Skip Sack, who is now a private investor in 18 start-up companies, has shown his great love for the restaurant business by pledging $3 million.

Skip Sack got his first job at 13, washing dishes at Howard Johnson’s. He made his first gift to his alma mater – $20 – the year after he graduated from the School of Hotel Administration in 1961. As he worked his way up at Howard Johnson Company from advertising assistant to senior VP, developing their Ground Round restaurant chain along the way, he continued to give steadily but modestly to Cornell.

That was then.

This year, Sack, who is now a private investor in 18 start-up companies, has shown his great love for the restaurant business by pledging $3 million to fund the Burton M. Sack ’61 Professorship in Food and Beverage Management. Named professorships are highly important to the School’s ability to attract and retain outstanding faculty, and Sack’s gift will go far to assure our continued excellence in a field that is vital to the hospitality industry.
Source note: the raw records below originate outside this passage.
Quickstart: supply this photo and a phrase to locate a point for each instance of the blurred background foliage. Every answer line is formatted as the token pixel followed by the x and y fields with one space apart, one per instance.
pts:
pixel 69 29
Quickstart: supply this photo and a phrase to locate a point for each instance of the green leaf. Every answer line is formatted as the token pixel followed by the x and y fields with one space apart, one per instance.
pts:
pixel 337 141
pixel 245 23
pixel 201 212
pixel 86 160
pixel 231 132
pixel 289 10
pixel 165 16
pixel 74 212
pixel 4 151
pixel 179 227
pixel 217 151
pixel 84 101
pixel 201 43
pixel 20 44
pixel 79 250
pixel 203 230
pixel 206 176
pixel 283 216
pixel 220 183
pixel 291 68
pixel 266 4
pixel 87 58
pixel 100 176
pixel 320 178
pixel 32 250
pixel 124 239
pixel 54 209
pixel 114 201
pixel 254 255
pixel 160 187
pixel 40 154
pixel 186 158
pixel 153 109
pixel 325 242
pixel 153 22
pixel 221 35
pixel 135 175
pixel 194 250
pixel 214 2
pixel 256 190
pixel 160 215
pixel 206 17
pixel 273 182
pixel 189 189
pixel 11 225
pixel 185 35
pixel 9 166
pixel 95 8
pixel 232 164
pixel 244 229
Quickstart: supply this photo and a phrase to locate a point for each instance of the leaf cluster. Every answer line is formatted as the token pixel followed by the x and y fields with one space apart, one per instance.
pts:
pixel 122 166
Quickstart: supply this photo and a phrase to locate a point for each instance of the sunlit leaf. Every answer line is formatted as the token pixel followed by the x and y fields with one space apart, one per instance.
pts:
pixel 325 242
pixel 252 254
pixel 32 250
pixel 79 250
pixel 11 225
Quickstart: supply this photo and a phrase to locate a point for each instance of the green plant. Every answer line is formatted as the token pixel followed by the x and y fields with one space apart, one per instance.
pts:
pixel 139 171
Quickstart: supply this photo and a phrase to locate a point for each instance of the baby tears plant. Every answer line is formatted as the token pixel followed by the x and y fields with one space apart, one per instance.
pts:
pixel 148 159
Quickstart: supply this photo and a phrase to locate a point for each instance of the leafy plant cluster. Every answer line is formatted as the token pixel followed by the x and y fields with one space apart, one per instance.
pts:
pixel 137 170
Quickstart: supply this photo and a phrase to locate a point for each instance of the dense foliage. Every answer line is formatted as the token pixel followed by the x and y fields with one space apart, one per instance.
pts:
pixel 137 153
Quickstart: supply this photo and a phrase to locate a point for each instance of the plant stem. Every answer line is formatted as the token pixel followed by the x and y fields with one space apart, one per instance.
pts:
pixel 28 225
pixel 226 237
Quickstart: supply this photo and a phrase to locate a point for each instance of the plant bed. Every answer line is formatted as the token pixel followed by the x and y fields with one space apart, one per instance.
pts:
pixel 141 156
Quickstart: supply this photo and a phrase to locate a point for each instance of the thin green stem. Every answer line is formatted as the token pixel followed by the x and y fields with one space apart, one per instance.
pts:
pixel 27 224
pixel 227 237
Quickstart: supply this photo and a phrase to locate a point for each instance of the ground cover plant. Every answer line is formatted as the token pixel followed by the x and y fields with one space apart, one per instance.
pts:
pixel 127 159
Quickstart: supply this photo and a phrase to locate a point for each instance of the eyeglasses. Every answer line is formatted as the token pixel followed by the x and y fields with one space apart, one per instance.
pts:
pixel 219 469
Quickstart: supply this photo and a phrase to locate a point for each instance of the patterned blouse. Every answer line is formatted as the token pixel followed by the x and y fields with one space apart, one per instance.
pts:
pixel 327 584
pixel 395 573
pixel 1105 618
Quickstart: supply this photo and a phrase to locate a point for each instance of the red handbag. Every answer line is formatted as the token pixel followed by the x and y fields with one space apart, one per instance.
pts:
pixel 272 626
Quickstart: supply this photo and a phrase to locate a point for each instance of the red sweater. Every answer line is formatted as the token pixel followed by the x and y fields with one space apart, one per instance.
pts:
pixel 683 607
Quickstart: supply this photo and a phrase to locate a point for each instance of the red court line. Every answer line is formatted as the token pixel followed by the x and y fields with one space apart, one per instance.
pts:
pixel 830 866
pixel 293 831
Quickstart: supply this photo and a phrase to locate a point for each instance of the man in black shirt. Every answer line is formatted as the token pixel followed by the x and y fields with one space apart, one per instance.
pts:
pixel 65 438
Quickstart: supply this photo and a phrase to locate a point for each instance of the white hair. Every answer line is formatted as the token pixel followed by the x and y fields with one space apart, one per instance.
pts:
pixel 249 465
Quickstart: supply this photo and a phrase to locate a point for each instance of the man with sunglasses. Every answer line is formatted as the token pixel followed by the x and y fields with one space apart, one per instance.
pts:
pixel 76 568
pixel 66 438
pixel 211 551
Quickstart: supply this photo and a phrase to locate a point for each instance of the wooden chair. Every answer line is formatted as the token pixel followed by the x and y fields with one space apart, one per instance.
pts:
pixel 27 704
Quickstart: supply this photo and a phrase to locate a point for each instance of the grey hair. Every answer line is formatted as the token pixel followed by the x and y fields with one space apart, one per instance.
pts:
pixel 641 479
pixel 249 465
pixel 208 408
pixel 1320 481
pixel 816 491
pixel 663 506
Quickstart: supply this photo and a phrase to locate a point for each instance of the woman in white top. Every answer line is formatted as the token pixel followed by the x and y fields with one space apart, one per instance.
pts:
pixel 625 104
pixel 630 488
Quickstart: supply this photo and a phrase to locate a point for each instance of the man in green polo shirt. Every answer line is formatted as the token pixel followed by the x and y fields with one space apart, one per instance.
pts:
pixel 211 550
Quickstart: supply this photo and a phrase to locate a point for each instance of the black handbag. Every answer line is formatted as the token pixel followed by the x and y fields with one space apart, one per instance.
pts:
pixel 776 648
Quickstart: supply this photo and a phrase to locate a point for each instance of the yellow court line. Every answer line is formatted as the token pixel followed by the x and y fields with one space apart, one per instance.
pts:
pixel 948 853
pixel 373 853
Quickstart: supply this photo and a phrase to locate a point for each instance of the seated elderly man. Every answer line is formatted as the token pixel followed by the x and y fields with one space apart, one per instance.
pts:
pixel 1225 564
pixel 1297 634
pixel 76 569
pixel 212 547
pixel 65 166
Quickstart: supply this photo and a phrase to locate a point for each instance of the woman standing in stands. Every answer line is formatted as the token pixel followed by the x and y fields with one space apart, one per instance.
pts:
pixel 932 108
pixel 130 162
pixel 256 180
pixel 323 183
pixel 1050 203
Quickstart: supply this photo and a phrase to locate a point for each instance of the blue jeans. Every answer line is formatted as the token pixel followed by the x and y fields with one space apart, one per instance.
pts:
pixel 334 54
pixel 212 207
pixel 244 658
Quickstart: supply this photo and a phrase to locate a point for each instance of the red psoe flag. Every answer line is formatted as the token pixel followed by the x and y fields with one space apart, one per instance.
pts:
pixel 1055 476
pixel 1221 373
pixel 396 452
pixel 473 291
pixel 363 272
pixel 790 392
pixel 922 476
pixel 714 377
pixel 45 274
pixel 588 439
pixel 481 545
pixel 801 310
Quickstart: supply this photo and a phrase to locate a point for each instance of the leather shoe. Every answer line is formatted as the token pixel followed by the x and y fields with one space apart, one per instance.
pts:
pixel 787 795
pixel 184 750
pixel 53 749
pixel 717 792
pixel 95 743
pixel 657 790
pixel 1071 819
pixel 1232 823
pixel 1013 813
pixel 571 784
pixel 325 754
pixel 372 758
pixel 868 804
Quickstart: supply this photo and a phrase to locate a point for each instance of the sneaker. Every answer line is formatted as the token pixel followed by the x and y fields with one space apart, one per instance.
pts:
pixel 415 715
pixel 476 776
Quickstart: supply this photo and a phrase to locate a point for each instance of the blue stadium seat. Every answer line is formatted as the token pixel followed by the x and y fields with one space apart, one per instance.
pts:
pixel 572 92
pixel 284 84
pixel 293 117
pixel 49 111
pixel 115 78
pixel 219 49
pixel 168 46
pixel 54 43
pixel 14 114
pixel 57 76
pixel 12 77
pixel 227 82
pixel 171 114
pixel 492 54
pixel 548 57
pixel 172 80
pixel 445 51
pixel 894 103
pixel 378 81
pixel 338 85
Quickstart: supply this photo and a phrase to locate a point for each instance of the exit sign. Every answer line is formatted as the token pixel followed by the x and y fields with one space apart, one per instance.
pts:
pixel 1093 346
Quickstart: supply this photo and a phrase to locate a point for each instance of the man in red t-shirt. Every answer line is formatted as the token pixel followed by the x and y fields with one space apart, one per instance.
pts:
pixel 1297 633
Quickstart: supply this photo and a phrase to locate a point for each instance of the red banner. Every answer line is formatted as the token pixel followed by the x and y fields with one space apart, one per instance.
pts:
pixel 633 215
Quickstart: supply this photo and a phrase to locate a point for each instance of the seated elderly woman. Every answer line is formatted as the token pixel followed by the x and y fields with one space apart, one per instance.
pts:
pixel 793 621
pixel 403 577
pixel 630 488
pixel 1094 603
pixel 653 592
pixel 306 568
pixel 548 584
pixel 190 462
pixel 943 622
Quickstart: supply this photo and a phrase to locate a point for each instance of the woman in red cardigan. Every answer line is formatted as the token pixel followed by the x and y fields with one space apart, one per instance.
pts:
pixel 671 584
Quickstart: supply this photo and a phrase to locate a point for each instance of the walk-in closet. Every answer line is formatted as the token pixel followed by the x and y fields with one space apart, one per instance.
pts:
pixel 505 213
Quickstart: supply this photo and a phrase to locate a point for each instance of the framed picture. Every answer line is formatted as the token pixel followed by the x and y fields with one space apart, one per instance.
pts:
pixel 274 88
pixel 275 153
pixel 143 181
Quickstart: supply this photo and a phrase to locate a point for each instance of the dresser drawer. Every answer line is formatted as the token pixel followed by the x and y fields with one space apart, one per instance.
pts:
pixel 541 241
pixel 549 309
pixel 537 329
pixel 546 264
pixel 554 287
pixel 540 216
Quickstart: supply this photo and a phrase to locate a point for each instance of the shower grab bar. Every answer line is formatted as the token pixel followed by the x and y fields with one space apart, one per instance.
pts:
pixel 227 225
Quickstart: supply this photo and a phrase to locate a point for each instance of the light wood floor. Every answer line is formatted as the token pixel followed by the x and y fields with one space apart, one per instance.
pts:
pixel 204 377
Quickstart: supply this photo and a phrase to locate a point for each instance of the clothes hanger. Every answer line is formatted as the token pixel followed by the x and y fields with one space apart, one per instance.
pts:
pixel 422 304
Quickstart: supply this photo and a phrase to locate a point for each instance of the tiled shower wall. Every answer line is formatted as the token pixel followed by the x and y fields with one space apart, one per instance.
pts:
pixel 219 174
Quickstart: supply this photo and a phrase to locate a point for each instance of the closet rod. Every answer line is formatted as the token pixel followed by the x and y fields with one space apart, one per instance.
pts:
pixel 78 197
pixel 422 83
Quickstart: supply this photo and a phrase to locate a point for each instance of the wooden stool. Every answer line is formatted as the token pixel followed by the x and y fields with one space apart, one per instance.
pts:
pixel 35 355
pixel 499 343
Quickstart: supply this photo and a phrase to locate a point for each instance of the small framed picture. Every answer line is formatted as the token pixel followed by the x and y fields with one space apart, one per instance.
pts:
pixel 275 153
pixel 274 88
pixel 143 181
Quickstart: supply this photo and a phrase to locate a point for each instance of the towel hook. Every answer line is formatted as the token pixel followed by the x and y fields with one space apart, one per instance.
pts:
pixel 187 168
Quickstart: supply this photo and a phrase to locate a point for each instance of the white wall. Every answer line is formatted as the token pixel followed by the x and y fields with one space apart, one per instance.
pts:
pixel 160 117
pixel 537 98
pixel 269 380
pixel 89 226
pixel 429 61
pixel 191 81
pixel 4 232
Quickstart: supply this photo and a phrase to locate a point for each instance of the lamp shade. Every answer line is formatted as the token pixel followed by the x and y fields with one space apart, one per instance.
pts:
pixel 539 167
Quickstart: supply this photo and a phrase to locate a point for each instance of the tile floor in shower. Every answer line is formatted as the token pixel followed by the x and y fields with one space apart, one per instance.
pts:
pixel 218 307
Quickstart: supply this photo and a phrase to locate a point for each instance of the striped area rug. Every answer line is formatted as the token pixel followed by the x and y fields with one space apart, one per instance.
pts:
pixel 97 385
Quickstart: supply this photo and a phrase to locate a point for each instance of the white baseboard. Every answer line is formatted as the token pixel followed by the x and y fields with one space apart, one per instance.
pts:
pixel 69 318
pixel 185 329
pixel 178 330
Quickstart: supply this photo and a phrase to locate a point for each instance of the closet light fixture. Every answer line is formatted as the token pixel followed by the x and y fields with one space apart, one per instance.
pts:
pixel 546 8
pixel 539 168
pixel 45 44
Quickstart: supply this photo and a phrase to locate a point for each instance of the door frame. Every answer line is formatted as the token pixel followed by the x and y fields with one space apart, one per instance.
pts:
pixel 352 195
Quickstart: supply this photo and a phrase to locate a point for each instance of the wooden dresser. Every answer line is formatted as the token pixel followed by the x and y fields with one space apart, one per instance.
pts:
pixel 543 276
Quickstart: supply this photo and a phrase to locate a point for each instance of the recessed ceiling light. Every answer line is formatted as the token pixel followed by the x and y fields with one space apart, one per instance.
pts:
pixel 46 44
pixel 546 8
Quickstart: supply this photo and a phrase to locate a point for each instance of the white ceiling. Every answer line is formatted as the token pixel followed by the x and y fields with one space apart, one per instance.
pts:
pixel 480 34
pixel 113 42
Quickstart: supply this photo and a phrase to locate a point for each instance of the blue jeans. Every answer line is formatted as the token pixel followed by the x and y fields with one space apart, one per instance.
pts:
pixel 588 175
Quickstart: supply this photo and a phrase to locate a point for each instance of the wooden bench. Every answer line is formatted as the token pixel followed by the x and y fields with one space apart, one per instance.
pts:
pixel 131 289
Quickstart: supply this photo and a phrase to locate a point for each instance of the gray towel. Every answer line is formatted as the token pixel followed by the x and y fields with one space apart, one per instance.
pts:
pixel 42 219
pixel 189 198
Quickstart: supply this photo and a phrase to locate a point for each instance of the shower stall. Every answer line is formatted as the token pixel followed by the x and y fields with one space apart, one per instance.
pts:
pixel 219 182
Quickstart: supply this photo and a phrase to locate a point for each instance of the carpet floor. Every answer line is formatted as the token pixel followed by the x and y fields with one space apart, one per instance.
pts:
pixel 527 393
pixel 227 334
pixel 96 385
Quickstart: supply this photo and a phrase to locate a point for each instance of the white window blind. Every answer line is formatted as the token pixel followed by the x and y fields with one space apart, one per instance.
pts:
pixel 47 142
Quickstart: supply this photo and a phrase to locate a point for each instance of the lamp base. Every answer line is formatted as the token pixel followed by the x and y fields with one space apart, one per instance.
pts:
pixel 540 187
Sack has made two other major gifts since the turn of the millennium. In 2001 he established the Burton M. Sack Restaurant Education Endowment, which has supported the work of Alex Susskind, associate professor of food and beverage management and director for the School’s concentration in hospitality facilities and operations. In 2003 he made another generous commitment to name the Sack Family Hospitality Suite in the Beck Center.

Sack is a past chairman of the National Restaurant Association. As an Applebee’s franchisee he opened 16 restaurants in New England between 1986 and 1994, then sold them to Applebee’s International, served for three years as an executive vice president, and became a member of their board of directors.